Beleid gemeente Breda
De Structuurvisie Breda en het Stedelijk Waterplan 2019-2023 (Breda water bewust) vormen het beleidskader voor water op gemeentelijk niveau. Het beleid met betrekking tot de zorgplicht stedelijk afvalwater is vastgelegd in het Stedelijk Waterplan van de gemeente Breda. De zorgplichten hemel- en grondwater zijn in het door de gemeenteraad vastgestelde Hemel- en grondwaterbeleidsplan eerder uitgewerkt en in het Stedelijk Waterplan geïntegreerd.
Het hemel- en grondwaterbeleid zijn gericht op het nastreven van de oorspronkelijk natuurlijke situatie. Hiervoor gelden eisen ter voorkoming van (hemel- of grond)wateroverlast (veiligheidseisen) en eisen ter voorkoming van achteruitgang van het natuurlijk (hemel- of grond)watersysteem (duurzaamheidseisen). In alle gevallen geldt zuiveren waar het moet vanuit de gewenste waterkwaliteit.

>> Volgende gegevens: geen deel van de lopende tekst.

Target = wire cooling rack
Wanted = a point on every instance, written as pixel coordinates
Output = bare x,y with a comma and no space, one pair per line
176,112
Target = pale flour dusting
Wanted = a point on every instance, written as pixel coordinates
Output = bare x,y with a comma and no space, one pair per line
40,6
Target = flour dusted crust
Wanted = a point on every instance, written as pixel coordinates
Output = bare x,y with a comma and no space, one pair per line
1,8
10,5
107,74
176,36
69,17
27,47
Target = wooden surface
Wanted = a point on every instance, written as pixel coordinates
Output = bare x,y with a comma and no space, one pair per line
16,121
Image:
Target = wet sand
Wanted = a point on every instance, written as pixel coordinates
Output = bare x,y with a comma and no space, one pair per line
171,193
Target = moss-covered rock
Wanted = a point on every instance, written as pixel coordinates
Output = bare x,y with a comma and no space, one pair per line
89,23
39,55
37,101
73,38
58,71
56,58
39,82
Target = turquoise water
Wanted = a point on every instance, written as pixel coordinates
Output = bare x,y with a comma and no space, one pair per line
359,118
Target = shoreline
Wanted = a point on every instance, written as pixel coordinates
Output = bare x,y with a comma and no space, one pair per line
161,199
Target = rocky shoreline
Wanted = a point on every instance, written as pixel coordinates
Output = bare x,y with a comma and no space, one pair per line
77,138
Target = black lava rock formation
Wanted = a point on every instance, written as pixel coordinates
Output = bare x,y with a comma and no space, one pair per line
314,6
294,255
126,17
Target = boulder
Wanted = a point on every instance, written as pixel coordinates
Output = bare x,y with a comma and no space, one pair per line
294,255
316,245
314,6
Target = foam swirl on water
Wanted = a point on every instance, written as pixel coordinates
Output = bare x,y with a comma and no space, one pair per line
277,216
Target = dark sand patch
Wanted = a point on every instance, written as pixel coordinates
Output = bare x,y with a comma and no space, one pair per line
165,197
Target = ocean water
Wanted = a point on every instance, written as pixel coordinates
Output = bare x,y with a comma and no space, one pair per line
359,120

De gemeentelijke ambitie bij herstructurering is het verwerken van kleine buien op een zo natuurlijk mogelijke wijze. Uitgangspunt van dit beleid is dat het systeem duurzaam, maar ook doelmatig wordt ingericht. Bij een toename aan verharding dient op grond van gemeentelijk beleid 78 mm (78 liter per m²) te worden geborgen. Bij een duurzame en klimaatadaptieve invulling van het plan kan hiervan af worden geweken tot de minimale eis van 60 mm. Voor bestaande verharde oppervlakten wordt gerekend met een compensatie van 7 mm.
5.8.2 Huidige situatie
Algemeen
Het plangebied van Woonakker is onbebouwd en bestaat uit akkerland, weide en boomteelt. Al het regenwater infiltreert in de bodem. Overtollig water wordt afgevoerd via een A-watergang in het gebied.
Bodem en grondwater
Het plangebied maakt geen deel uit van een waterwingebied, maar bevindt zich wel grotendeels in het grondwaterbeschermingsgebied.
Waterkwantiteit
Het plangebied grenst aan een B-waterloop (OWL29264) in het noorden en westen. Ten westen van het plangebied bevindt zich de B-waterloop OWL29260. Ook bevindt zich de B-waterloop OWL29259 in het plangebied. De B-watergangen hebben volgens de keur geen beschermingszone. Voor het wijzigen van B-watergangen is volgens de keur een vergunning noodzakelijk.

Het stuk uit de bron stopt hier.